Друг мой, брат мой... (Стрелкова) - страница 92

— Накануне смерти Шевченко! — прошептал Трубников. — Так отчего же скрывают до сих пор?

— Отчего, отчего... — проворчал Потанин. — Не где-нибудь живем, а в России, Аркадий Константинович!

Пятого марта по всей России ударили колокола. С амвонов читали государев манифест: "Осени себя крестным знамением, православный народ, и призови с нами божие благословение на твой свободный труд". А дальше: "Всякая душа должна повиноваться властям предержащим, воздавать всем должное и в особенности кому должно — урок, дань, страх, честь". Вот он где вылез страх, которого недостало цензору в "Записках из Мертвого дома" Достоевского.

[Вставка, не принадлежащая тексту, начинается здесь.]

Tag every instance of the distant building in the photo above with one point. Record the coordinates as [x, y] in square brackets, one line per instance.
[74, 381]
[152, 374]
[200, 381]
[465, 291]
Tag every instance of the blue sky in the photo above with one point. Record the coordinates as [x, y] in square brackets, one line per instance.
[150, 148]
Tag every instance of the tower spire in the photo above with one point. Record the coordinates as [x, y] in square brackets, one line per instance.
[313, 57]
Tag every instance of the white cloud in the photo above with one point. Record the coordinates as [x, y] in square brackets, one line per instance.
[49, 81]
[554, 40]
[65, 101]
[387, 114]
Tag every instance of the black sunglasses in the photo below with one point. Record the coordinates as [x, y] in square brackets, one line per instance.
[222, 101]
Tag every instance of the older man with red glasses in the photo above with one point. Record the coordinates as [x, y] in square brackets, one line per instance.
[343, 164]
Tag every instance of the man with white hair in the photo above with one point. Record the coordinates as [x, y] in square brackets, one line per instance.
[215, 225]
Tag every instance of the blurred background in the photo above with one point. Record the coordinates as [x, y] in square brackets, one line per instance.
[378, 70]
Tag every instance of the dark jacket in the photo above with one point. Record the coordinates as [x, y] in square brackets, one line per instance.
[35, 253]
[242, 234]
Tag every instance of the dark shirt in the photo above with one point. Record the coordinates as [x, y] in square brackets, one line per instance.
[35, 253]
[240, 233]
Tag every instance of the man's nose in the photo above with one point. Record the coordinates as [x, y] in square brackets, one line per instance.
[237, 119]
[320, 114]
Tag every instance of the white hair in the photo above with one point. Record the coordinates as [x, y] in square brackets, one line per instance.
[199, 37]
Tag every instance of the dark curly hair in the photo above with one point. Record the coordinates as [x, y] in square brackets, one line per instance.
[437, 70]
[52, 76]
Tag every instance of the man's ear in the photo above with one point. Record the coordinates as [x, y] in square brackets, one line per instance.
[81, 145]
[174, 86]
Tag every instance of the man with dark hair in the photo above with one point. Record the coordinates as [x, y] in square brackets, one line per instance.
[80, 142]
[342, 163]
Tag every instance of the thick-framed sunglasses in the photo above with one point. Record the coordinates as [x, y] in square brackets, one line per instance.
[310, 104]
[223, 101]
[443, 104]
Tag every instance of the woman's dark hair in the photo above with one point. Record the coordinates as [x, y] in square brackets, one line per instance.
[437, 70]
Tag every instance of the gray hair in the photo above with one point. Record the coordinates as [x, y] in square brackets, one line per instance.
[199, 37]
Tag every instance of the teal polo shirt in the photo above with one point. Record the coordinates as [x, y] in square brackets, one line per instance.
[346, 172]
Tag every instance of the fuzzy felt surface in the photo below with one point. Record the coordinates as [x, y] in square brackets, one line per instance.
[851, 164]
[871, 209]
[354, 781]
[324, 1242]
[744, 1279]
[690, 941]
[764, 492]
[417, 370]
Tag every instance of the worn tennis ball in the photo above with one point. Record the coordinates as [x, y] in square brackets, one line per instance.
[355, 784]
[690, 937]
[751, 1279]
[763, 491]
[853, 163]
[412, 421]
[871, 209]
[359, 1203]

А дальше уж вовсе ясно: "...было бы противно всякой справедливости пользоваться от помещиков землею и не нести за сие соответственных повинностей..."

С афишкой в руках спешил Потанин к учителю своему Петру Петровичу Семенову. Улицы Петербурга были запружены толпой. Чиновничество верноподданное высыпало, чтобы слиться со своим обновленным народом. В разных местах читали вслух манифест. У кабака мужик в разодранной рубахе орал: "Два года повинность нести? Как бы не так! Плевал я на эту бумагу!"

Петра Петровича Потанин не застал дома. Семенов был в церкви св. Андрея Первозванного. По окончании службы дьякон прочел манифест. Все присутствующие в церкви бросились на колени. Встал на колени и растроганный Петр Петрович.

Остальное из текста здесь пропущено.